What are guaranteed income plans?

Guaranteed income plans are a non-participating scheme that offers you a regular income. You pay a fixed amount every year as a premium for an agreed-upon number of years per the scheme. You can decide your age based on your financial strength and age. The insurer determines your premium accordingly. Upon maturity of the plan, you begin receiving a specified amount like a regular salary. The number of years and the amount will depend on the type of plan you chose, the premium you paid and the amount you agreed upon.

Explore your options among guaranteed income plans in India and enjoy the following benefits:

It reduces the risk of returns

People about to retire always have their own apprehensions towards making high-risk investments. They often receive recommendations to invest in the schemes like life insurance policies. These ensure a return for their families in the instance of their untimely death. If you invest in a guaranteed income plan, you don’t have to worry about this. The scheme minimizes the loss of your income when you retire.

The benefit upon the untimely death

In the instance of the unfortunate death of the policy-holder during the insurance tenure, the insured's nominee receives the basic amount promised in the contract. This is in addition to other bonuses the person may have saved. The payout is made, in general, for 15 years. In any other instance, it will continue as per the term mentioned in your insurance policy. If death happens after the end of the premium-paying tenure, the nominee receives the sum assured along with any other benefit as per the contract.

Tax benefits

Your investment here is eligible for tax exemption under Section 80(C) annually. Upon maturity of your policy, your returns are exempt as per Section 10(10D). Know that these exemptions are made available based on the terms and conditions described thereof.

Periodic payments after the first year of premium

You start receiving a fixed amount from the start of the second year of your insurance term. You can determine the interval. The payout remains same through the term of the policy. This provides you with a source of extra income. And you can take care of the small expenses that exceed your monthly budget.

Eligibility requirements

Guaranteed income plans are reserved for the salaried. The minimum age here is 18, and the maximum is 50. And when it comes to insurance tenure, the minimum is 34, and the maximum is 75.

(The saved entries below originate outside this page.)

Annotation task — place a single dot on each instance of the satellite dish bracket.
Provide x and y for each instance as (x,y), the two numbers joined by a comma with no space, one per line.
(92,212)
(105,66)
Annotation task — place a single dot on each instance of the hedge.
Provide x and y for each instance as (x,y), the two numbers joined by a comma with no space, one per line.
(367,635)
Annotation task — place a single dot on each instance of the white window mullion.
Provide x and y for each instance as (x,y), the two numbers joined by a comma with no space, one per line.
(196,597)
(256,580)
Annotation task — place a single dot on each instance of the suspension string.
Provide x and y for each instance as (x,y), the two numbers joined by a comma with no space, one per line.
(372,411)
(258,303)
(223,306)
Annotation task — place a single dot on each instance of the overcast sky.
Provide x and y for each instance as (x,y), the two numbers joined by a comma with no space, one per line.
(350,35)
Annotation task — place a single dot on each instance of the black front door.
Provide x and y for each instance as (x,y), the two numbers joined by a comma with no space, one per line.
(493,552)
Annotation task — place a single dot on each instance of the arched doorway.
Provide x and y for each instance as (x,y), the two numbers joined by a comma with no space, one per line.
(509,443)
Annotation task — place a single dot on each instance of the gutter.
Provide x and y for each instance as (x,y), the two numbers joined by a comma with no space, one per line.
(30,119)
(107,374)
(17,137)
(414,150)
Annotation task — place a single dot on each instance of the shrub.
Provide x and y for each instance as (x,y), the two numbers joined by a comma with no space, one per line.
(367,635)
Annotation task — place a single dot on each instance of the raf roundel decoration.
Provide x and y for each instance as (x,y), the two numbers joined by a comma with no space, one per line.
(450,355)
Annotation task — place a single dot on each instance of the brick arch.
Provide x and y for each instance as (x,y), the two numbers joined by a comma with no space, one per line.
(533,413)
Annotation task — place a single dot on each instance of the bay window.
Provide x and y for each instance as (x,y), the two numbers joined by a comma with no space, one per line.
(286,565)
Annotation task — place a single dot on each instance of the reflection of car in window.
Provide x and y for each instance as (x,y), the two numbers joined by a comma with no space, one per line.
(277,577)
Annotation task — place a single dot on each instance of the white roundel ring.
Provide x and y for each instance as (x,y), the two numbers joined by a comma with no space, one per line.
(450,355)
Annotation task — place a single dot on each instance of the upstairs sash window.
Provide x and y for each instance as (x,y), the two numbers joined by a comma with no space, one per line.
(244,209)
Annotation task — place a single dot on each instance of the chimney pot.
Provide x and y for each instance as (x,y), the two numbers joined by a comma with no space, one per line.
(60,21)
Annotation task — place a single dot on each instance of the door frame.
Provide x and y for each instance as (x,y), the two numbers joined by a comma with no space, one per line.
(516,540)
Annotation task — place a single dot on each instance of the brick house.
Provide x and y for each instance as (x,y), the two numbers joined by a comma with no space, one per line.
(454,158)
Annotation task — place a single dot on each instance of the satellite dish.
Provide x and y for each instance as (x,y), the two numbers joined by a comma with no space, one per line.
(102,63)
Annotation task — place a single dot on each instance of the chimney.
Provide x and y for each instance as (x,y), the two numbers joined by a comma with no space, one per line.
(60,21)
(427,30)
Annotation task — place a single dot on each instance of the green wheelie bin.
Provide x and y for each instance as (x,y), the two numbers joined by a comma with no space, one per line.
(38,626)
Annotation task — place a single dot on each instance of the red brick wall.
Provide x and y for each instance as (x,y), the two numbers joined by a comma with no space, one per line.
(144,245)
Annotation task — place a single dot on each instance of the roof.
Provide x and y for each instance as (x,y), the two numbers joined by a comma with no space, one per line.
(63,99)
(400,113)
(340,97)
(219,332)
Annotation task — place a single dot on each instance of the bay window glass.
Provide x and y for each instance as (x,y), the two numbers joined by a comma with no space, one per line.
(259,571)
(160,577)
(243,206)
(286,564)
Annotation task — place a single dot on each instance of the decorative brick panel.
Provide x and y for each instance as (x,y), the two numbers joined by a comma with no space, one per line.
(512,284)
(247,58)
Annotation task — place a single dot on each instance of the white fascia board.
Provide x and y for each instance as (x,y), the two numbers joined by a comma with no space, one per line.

Tips to maximize your returns

Do the following to maximize your returns from your guaranteed income investment scheme:

Repay all your debts: Availing a loan is a breeze for a salaried individual. But debts affect your savings. Repay your debts at the earliest to maximize your returns from your insurance policy.

Plan your retirement in advance: Calculate the expenses you expect during your retirement. Have a clear understanding of your health at the time. It will give you an idea of how much you should aim to save to lead a tension-free life when you grow old.

Prepare for an unexpected emergency: Anything can happen at any time. Having an emergency fund helps you handle it without having to worry about the loss of income it may cause. In a general scenario, it should be equal to the salary of five or six months.

Research and choose from among the numerous guaranteed insurance plans available. You will never regret your choice. See to it that you get it from a reputed insurer.